Was passiert, wenn ein Poetry Slammer die Bühne mit dem Klassenzimmer tauscht? Darryl Kiermeier macht genau das – und schafft dabei Räume, in denen Schüler*innen nicht nur Texte schreiben oder improvisieren, sondern sich selbst entdecken. Mit Humor, Ruhe und viel Gespür für Zwischentöne zeigt er, wie befreiend es ist, einfach mal loszulegen – ohne Plan, aber mit offenen Augen. Warum er Impro als besten Teil des Tages sieht, was ihn an Progression Fantasy begeistert und wie schwerer Schulstress im Spiel leiser werden kann, erzählt er in seinem Porträt.
Wer bist du und warum Impro?
Ich bin 30 Jahre alt, Slam Poet aus München und bin zum Impro tatsächlich auch über Poetry Slam gekommen. Ich habe früher U20-Slam Workshops besucht und da haben wir oft Freeze und andere Improspiele gespielt. Als ich dann später angefangen habe selbst Workshops zu geben, habe ich Impro immer mehr in meine eigene Arbeit mit reingenommen. Was ich, glaube ich, am meisten daran liebe, ist, dass es einem erlaubt einfach voll im Moment zu sein. Es muss keinen großen Plan geben, sondern man fängt einfach an und macht einen Schritt nach dem anderen.
Was bedeutet Impro für dich – persönlich und im Schulkontext?

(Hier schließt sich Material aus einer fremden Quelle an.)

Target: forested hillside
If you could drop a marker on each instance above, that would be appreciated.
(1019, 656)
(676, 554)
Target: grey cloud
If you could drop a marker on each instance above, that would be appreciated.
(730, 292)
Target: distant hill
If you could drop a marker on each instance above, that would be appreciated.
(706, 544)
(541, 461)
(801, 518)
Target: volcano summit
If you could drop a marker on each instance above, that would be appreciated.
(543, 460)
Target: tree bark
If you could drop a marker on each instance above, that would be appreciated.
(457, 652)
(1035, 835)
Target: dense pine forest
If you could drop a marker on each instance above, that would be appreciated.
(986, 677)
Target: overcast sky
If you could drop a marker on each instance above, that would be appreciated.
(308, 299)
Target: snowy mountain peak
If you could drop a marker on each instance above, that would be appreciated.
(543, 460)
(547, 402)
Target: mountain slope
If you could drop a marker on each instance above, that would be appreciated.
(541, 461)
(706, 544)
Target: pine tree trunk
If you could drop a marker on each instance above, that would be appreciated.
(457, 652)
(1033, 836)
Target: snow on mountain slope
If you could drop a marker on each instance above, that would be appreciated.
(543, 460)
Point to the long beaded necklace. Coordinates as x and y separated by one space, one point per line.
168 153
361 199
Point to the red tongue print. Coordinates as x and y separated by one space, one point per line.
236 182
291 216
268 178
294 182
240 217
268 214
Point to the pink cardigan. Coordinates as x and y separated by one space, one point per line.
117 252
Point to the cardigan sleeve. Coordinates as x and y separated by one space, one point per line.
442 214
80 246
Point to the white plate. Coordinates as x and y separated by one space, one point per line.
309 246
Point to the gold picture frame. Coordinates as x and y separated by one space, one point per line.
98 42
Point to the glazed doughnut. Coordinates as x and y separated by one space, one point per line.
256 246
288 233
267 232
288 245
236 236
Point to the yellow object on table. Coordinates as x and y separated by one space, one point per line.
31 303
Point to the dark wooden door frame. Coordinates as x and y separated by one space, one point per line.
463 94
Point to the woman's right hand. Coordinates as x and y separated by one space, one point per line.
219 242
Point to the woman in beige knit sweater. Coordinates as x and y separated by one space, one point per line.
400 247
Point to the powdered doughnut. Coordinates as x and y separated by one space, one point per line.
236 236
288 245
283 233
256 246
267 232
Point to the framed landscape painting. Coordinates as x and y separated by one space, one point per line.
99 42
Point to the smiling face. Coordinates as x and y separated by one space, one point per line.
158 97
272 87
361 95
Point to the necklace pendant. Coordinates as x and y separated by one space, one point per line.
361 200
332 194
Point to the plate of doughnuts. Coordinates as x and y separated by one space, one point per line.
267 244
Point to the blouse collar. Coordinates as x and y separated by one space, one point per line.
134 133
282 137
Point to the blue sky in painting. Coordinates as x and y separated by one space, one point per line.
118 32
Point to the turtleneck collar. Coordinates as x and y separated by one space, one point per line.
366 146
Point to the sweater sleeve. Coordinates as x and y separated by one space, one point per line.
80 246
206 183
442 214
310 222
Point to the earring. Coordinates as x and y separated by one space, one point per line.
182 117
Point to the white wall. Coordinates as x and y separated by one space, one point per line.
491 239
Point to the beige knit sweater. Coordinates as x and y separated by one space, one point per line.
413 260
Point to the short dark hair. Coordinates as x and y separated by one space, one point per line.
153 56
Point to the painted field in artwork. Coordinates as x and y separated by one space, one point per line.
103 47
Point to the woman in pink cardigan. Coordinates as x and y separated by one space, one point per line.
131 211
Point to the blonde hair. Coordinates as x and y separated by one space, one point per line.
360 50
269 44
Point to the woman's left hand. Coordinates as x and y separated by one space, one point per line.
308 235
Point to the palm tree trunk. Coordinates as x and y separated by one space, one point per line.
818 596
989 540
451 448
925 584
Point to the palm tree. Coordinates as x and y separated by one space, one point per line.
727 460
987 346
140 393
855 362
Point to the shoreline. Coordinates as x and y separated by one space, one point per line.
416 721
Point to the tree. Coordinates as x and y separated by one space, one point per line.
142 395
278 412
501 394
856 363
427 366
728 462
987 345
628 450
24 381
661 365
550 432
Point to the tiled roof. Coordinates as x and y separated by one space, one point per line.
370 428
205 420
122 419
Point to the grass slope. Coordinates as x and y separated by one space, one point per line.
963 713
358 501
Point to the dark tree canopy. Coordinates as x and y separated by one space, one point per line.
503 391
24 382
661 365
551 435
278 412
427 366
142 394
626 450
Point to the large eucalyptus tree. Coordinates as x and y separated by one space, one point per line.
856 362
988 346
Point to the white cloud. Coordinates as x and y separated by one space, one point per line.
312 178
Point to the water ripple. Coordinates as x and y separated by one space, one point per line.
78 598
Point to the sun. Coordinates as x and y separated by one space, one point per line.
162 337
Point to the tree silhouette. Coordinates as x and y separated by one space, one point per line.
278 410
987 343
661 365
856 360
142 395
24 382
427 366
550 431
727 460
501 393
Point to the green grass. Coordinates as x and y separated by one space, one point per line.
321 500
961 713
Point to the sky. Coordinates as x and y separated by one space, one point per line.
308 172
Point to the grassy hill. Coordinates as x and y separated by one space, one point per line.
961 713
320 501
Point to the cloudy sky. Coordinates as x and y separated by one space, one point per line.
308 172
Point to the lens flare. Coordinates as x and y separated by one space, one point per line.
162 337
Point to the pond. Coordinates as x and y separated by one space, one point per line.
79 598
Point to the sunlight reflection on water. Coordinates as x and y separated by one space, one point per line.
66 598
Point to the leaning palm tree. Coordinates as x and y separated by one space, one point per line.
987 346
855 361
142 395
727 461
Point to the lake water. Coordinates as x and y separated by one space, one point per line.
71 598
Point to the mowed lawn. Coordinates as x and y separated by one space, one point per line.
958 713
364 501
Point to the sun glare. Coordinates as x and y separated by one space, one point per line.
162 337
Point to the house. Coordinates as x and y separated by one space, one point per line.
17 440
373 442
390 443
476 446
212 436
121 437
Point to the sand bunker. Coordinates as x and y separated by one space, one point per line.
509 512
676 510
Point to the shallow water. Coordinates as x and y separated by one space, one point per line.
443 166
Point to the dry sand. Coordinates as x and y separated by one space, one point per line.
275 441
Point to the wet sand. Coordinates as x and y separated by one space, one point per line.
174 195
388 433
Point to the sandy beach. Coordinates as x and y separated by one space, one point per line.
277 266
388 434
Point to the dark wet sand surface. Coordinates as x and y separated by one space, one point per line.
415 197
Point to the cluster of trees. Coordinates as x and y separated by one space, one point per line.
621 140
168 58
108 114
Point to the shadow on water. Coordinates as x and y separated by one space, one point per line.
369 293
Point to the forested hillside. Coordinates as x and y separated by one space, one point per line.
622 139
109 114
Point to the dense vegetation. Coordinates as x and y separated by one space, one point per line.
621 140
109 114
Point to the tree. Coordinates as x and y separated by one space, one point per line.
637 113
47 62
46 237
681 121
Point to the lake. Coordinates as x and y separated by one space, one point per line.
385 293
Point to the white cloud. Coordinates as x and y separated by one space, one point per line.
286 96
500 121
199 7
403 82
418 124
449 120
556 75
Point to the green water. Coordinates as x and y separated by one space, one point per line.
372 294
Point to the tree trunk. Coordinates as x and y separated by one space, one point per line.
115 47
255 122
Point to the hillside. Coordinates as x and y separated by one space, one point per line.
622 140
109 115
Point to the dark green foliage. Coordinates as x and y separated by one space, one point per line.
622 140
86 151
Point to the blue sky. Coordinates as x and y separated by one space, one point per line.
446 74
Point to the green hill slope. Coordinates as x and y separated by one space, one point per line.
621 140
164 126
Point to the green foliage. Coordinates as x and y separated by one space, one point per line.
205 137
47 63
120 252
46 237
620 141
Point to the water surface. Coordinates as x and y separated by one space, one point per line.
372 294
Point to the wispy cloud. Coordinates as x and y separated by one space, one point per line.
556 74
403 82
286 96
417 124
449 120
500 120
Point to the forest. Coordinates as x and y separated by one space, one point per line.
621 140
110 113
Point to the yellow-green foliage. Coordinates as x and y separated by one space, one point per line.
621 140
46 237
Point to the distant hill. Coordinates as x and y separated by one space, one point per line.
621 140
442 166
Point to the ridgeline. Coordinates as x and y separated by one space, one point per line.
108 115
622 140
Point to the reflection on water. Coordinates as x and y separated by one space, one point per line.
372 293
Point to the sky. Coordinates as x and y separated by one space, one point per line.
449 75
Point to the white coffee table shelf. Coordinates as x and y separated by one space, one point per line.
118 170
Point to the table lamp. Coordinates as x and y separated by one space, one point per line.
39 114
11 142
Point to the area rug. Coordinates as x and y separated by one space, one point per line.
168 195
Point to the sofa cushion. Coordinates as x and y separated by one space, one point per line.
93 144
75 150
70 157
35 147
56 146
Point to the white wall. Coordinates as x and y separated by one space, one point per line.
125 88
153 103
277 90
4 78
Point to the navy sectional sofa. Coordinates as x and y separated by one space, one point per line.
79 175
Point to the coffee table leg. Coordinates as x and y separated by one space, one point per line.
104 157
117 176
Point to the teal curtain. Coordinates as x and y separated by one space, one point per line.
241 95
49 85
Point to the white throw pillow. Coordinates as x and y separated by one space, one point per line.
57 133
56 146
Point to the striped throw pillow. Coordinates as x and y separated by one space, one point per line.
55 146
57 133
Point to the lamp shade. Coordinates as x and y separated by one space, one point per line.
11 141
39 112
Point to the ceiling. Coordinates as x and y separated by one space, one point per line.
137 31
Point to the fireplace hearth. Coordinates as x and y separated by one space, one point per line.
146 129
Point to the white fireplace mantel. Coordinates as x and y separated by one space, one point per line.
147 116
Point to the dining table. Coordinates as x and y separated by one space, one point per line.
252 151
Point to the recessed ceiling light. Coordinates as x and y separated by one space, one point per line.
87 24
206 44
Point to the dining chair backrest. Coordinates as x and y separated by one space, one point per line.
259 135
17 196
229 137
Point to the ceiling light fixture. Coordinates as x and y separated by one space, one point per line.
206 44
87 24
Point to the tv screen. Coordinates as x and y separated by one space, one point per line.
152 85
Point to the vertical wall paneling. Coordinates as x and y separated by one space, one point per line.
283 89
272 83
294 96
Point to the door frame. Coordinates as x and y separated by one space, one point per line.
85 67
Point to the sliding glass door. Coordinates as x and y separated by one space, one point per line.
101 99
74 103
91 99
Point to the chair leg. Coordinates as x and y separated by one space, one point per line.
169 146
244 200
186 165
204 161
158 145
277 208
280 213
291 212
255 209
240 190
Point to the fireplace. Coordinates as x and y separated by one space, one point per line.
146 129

Für mich persönlich ist es im Spiel oft einfach ein Losschütteln von Stress, Sorgen und Konventionen und stattdessen einfach Spaß im Moment zu haben. Für Schülis ist der wichtigste Punkt für mich, dass sie die Gelegenheit kriegen, sich einmal kennenzulernen, wenn sie nicht die ganze Zeit darüber nachdenken, was das Umfeld vielleicht gerade darüber denkt, was sie gerade machen.
Was machst du bei Impro macht Schule – und wie erlebst du deine Arbeit?
Ich mach Impro (surprise) und Poetry-Slam-Workshops an Schulen. Für mich erlebe ich die Arbeit natürlich als großen Spaß, aber für die Teilnehmenden oft als super wichtigen Ausgleich. Letztes Jahr hatten wir eine Gruppe, mit der wir ein sehr gutes persönliches Level hatten und die uns auch immer kommuniziert haben, wenn es ihnen gerade nicht gut ging. Stress zuhause, mit der Schule, Liebeskummer etc. Und jedes Mal konnten wir über den Verlauf des Kurses beobachten, wie ein bisschen was davon abgefallen ist und sie leichter aus dem Raum gingen, als wie sie rein kamen. Das fand ich sehr schön.
Impro ist für mich …
… wie ich mein Leben leben möchte.
Was lernen die Schüler*innen durch Impro – und was du selbst?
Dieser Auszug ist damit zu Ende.